I ran after him, as silently as I could, and sent a prayer to whatever gods that might still be watching over the prince that no one would hear us.

I caught up to him as the passage made a crooked turn to the left, just before it emerged into the palace. He turned as if to shake me off, then stopped at the soft murmur of voices from up ahead. I didn’t put my hand back over his mouth, nor did I wrest him away from the wall and carry him bodily back to the stables, which was what I longed to do. Instead, I held tightly to his arm just above the elbow and listened.

“Maidar has already roused his men,” said a man with a strong, harsh voice like wood being chopped. “Do you really believe there’s any point bringing yours as well?”

“I believe in not taking chances,” said another man. His voice was familiar to me, since I’d heard him issuing orders to his servants from the high table all night. It was Lord Temur, of the western prefecture.

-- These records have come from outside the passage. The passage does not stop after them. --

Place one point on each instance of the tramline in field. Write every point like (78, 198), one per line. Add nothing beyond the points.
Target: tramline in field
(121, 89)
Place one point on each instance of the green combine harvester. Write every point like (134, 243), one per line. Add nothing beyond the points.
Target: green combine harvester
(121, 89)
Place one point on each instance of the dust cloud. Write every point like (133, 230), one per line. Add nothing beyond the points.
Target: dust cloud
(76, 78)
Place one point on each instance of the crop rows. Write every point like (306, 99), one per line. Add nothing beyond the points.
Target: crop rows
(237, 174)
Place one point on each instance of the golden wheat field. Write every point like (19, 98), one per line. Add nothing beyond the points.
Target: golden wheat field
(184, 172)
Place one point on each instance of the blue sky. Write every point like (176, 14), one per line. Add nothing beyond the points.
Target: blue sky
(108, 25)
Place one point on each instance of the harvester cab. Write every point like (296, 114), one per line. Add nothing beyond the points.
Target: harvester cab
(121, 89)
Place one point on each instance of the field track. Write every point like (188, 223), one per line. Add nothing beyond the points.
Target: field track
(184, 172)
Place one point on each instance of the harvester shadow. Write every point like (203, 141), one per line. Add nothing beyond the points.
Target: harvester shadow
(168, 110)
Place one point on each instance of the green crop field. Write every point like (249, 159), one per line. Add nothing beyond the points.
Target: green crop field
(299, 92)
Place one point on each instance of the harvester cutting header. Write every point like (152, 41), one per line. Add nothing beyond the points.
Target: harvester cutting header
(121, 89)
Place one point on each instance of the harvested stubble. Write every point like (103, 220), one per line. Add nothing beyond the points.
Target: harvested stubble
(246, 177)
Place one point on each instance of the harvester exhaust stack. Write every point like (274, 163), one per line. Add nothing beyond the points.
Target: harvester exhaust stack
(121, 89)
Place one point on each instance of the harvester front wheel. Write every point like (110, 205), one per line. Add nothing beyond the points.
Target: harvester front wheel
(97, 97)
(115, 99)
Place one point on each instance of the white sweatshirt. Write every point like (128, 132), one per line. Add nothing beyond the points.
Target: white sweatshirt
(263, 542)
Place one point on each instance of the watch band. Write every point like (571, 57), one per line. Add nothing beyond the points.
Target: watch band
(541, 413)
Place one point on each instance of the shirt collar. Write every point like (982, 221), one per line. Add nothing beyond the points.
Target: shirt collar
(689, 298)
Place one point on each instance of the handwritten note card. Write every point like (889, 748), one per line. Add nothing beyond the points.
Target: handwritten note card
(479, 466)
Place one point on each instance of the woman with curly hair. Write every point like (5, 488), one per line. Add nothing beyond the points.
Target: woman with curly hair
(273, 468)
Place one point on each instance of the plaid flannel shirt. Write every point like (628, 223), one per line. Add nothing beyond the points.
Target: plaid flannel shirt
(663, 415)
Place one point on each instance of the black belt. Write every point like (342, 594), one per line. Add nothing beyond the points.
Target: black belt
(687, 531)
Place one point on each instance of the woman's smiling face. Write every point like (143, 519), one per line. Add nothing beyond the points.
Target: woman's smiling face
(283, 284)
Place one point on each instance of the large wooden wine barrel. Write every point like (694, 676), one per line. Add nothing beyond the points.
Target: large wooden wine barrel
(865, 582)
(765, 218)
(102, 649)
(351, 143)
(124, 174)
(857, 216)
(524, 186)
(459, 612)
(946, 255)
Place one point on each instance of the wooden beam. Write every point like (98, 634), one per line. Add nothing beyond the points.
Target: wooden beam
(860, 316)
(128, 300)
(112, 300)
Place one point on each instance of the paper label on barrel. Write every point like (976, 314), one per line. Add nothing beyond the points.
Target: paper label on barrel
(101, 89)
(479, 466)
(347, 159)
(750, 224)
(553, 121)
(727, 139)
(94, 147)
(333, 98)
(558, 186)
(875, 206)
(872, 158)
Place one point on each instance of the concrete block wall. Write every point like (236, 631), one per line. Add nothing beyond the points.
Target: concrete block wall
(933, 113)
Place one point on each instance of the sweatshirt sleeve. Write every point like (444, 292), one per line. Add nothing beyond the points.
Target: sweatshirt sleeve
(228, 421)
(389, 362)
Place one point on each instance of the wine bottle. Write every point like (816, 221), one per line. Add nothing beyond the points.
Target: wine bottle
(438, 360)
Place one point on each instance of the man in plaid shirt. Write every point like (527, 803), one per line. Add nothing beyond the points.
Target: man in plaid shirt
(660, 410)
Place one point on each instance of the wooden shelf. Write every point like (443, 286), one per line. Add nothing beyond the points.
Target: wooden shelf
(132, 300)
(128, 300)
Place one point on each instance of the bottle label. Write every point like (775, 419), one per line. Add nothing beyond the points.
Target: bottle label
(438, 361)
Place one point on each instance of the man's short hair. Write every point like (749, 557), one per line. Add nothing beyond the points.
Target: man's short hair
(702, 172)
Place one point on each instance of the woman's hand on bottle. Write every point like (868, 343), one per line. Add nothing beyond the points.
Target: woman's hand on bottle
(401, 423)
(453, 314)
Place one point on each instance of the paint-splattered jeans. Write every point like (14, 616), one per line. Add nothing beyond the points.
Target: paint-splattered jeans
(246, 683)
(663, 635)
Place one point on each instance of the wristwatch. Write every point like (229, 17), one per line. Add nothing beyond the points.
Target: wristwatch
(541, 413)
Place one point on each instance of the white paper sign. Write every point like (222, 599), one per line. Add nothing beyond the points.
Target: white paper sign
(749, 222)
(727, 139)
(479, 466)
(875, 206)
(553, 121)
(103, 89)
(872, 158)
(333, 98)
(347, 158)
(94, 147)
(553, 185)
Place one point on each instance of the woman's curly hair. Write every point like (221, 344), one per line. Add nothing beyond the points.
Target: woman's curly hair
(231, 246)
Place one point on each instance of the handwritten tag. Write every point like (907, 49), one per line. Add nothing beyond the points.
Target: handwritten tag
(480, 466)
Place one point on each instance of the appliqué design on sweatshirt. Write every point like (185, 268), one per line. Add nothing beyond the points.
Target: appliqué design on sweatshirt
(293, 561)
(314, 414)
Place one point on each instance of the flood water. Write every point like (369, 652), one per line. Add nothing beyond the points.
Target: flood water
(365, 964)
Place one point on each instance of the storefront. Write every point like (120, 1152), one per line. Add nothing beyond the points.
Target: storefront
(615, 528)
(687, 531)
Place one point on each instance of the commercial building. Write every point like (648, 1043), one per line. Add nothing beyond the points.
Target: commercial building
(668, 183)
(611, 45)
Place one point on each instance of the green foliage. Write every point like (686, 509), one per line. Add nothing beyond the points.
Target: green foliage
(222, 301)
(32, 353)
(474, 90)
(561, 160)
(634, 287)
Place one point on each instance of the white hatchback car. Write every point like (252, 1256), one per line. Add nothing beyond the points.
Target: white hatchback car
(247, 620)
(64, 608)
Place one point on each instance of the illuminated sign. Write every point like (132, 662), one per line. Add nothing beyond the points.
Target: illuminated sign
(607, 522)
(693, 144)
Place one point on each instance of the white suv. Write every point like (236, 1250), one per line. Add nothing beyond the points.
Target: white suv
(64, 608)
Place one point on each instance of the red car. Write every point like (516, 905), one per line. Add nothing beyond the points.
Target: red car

“Come,” said the first man, “do you truly think it will be all that difficult? There was a time when you couldn’t say it, may the Emperor’s spirit rest peacefully, but the prince is weak. It’s like sending wolves in after a lamb.”

My lord let out a startled breath, and I tightened my hold on his arm. I wished that I could have protected him in some better way. If only I could tighten a hold around his chest to keep it from bursting at the knowledge.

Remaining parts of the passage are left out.